The Early Explorers Book 1
Dispute Between Spain and Portugal
Columbus had stopped to consult with Portugal’s John II before returning to Spain on his first voyage. Feeling threatened by the Spanish sponsored voyage, the Portuguese king had dispatched a letter to King Ferdinand and Queen Isabella warning that all lands south of the Canary Islands belonged to Portugal, as stated by the Treaty of Alcáçovas.
Treaty of Alcáçovas
Spain and Portugal had fought a war, known as the War of the Castilian Succession, in which the Portuguese defeated the Castilians in the mostly inconclusive war in the 1478 Battle of Guinea. The Treaty of Alcáçovas ended the war. The Treaty gave the Portuguese control of the Azores, Madeira, the Cape Verde islands and “lands discovered and to be discovered…and any other island which might be found and conquered from the Canary islands beyond toward Guinea.” The Castilians retained control of the Canary Islands, which they had begun colonizing in 1402. The treaty was noteworthy as it was the first treaty that bestowed upon European powers the authority to create spheres of influence in overseas territories without input from the natives living there.
Christopher Columbus Changed the Situation
King John’s letter to the Spanish monarchs alarmed them, as they did not have sufficient naval forces in the Atlantic to back up their claims that Columbus had made in their behalf. They decided to consult with Spanish-born pope Alexander VI to issue a decision on the new discoveries.
Treaty of Tordesillas
The Treaty of Tordesillas had divided the New World between Spain and Portugal. It divided it along a line drawn up along a line drawn from pole to pole that passed about 320 miles west of the Cape Verde Islands. Spanish-born pope Alexander VI had issued a papal bull that established this line. The two countries agreed to this on June 7, 1494. Spain received the lands to the west of the line, Portugal to the east. The Spanish King Ferdinand and Queen Isabella commissioned Columbus to return for a third voyage. Part of his mission was to try to discover the extent of their new possessions.
Spain ratified the Treaty on July 2, 1494, Portugal on September 5, 1494.
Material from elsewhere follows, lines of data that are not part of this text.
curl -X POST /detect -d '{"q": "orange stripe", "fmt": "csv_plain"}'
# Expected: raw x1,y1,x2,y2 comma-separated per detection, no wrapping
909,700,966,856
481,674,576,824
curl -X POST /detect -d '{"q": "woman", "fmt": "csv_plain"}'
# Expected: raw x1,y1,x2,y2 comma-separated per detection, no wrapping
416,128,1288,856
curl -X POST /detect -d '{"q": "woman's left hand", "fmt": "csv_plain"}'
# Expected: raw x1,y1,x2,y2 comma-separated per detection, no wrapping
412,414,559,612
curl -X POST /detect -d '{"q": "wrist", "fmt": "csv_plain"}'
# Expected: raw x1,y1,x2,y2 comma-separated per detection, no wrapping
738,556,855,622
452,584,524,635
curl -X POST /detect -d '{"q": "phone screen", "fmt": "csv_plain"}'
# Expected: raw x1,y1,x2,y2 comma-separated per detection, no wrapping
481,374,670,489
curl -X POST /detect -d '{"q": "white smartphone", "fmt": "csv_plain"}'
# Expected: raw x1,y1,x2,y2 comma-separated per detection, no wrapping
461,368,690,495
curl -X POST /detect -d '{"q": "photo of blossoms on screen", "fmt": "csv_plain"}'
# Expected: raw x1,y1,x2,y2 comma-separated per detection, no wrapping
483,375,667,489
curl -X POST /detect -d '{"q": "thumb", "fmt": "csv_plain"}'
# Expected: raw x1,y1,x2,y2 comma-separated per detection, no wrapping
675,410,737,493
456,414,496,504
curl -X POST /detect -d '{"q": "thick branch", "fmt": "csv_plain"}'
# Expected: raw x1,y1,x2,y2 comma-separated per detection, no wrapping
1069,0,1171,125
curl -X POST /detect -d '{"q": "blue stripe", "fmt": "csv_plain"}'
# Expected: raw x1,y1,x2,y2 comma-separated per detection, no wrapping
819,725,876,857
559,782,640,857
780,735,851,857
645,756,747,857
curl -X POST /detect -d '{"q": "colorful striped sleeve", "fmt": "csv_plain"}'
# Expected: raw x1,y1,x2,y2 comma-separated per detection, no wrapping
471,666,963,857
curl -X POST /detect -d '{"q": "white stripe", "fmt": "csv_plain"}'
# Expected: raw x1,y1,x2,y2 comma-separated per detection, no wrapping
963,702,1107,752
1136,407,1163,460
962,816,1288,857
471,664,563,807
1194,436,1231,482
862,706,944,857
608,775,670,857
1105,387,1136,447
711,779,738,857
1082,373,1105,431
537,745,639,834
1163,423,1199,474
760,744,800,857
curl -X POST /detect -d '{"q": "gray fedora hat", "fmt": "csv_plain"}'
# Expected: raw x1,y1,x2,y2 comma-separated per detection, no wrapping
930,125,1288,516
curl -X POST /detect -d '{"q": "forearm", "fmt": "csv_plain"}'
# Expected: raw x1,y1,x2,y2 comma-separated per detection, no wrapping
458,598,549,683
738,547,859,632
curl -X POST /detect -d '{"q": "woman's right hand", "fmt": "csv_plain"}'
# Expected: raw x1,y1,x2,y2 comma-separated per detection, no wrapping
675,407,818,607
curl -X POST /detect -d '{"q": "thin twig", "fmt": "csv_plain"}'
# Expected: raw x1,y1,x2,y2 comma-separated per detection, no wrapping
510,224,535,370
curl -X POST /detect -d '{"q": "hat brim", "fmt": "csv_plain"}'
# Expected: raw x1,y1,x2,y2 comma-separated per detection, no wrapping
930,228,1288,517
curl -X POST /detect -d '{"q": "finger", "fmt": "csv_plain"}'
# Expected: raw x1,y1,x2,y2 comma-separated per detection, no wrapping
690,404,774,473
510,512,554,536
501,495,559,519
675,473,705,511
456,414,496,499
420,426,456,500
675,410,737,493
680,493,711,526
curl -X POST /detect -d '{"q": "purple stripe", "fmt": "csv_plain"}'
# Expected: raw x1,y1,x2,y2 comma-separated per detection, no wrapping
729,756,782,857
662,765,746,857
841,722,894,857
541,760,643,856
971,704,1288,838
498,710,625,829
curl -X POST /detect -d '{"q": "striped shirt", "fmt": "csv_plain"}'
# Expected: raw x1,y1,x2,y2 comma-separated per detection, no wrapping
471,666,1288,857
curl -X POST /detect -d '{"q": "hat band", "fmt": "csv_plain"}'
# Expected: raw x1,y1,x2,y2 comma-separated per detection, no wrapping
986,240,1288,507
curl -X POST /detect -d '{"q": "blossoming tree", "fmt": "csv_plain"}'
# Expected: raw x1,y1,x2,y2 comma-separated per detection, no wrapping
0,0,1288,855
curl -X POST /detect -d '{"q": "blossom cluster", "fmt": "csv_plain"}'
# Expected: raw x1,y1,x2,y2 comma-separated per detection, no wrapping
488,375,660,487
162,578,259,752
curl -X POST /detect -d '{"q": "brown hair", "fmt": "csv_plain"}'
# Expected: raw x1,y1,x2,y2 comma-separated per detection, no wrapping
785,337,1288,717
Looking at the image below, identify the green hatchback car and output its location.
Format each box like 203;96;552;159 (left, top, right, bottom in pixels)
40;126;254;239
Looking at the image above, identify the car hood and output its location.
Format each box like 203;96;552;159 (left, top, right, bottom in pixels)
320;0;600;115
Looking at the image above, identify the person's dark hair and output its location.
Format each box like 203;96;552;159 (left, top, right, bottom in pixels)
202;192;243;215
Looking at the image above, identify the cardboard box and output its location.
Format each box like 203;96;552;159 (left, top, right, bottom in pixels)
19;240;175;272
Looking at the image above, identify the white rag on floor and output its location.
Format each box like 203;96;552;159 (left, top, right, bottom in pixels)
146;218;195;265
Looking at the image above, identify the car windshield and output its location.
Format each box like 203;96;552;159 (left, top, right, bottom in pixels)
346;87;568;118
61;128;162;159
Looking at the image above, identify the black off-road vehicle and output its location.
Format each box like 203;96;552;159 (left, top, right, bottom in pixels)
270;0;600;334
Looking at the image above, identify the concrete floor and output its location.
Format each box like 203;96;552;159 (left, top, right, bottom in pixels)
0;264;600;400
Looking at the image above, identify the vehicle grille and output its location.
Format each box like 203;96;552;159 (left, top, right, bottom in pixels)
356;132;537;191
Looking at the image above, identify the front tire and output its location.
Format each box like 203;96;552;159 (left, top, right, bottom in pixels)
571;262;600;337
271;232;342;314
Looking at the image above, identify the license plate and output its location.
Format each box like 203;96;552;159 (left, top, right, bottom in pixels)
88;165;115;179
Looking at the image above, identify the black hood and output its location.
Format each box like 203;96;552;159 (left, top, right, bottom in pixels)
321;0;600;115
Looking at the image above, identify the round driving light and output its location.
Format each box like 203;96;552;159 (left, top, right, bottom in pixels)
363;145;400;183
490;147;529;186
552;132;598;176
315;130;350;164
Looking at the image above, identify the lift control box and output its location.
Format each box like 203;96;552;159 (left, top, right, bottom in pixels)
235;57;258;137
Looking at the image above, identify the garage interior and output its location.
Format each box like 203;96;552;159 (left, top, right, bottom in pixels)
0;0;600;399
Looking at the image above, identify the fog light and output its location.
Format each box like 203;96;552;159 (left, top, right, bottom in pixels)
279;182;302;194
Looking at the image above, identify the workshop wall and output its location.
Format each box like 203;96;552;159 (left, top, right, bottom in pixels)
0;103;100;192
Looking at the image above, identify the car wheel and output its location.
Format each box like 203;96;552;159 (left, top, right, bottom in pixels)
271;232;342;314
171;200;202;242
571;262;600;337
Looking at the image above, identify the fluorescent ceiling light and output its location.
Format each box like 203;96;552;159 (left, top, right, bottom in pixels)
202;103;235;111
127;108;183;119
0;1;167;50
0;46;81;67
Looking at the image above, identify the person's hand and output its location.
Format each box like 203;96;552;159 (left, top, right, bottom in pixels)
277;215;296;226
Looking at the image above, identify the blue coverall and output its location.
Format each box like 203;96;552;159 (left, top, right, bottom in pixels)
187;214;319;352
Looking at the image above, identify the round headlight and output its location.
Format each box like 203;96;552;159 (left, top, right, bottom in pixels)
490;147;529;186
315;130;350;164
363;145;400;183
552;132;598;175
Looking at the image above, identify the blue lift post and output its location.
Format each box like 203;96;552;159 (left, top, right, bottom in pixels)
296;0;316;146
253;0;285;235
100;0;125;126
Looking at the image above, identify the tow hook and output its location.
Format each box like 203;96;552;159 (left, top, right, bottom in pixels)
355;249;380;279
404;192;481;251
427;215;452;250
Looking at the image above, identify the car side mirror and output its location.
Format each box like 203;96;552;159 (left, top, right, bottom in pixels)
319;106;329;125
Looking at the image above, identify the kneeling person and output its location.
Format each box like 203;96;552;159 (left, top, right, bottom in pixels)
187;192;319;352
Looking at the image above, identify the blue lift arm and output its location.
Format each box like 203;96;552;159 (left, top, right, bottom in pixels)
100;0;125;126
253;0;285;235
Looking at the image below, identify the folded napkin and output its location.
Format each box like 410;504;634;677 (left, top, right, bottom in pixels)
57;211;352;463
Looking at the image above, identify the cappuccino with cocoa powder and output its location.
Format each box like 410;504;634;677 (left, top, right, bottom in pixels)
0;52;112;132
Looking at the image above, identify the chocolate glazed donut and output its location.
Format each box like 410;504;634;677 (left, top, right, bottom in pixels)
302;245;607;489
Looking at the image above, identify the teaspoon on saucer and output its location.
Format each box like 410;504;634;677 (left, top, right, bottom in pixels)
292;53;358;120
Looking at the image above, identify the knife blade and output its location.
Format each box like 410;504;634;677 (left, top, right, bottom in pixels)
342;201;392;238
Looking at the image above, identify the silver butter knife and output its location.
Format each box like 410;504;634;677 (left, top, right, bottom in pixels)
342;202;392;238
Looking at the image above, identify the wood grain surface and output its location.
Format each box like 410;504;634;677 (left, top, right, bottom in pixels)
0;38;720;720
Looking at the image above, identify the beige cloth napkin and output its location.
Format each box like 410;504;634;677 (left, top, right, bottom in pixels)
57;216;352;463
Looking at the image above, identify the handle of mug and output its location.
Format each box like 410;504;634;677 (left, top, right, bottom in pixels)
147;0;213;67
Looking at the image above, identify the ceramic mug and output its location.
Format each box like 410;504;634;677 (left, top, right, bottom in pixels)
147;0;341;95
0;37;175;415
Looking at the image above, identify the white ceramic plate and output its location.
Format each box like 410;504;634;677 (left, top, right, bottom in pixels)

The Age of the Conquistadores lasted about three decades and left an indelible mark on South, Central and North America. The Conquistadors, literally “conqueror,” in Spanish, conquered and explored large tracts of territory in all three continents. The reader may wonder what sort of men made up this compelling force, what motivated them, what was the structure of their armies and what sort of weapons they used. This section will attempt to answer those questions.
Who They Were
A conquistador army was not part of the Spanish military, it was an independent force authorized by the Spanish king and queen. The men that comprised the a conquistador force came from a wide variety of backgrounds. Many were military veterans, released from service when Spain reduced the size of its army after the Reconquista and other wars. Others had non military backgrounds, having been sailors, fishermen, and nobles in the past. Many poor men whose future was not promising also enlisted in the conquistadores force. Recruits received education in reading, writing, math and languages. They learned military arts from their officers and with luck and valor in battle could gain election as officers from their peers. Spanish law forbade single Spanish women from settling in the new lands, thus most women that accompanied a Spanish force would be in company with their husband. Many of the soldiers would thus marry native women and settle in the new lands. Spanish law also forbade anyone that was not Spanish from immigrating, thus men of other nationalities often changed their name to a Spanish one to qualify for enlistment. Even though the Spanish government encouraged these expeditions, they did not finance them. Generally, a group of former military types would gather, form a company and organize the expedition, picking up other recruits as needed. They financed the expedition themselves. Most conquistadores did not gain vast amounts of riches through these expeditions. Many times the Spanish government took over the administration, and tax revenue, of the lands they conquered, forcing them to continue exploring, and conquering, new lands.
Motivation – Gold and Riches
The quest for gold fueled the motivations of the conquistadores. Europe had very little native gold. Kings needed gold to pay their armies. Spain’s smaller population and inferior resources made it more dependent upon foreign mercenaries than their traditional rivals of France and Italy. The conquests of the conquistadores and the discovery of gold in the Inca and Aztec empires led to Spain becoming the leading holder of gold in Europe. Historians estimate that somewhat less than 100 tons of gold made their way across the Atlantic from the New World to the old within 60 years after Columbus’ last voyages. The Spanish government effectively confiscated this rich supply of gold when they replaced the conquistadors as leaders of the various regions with Spanish bureaucrats. This action led the conquistadores to travel further into the interior in search of more gold.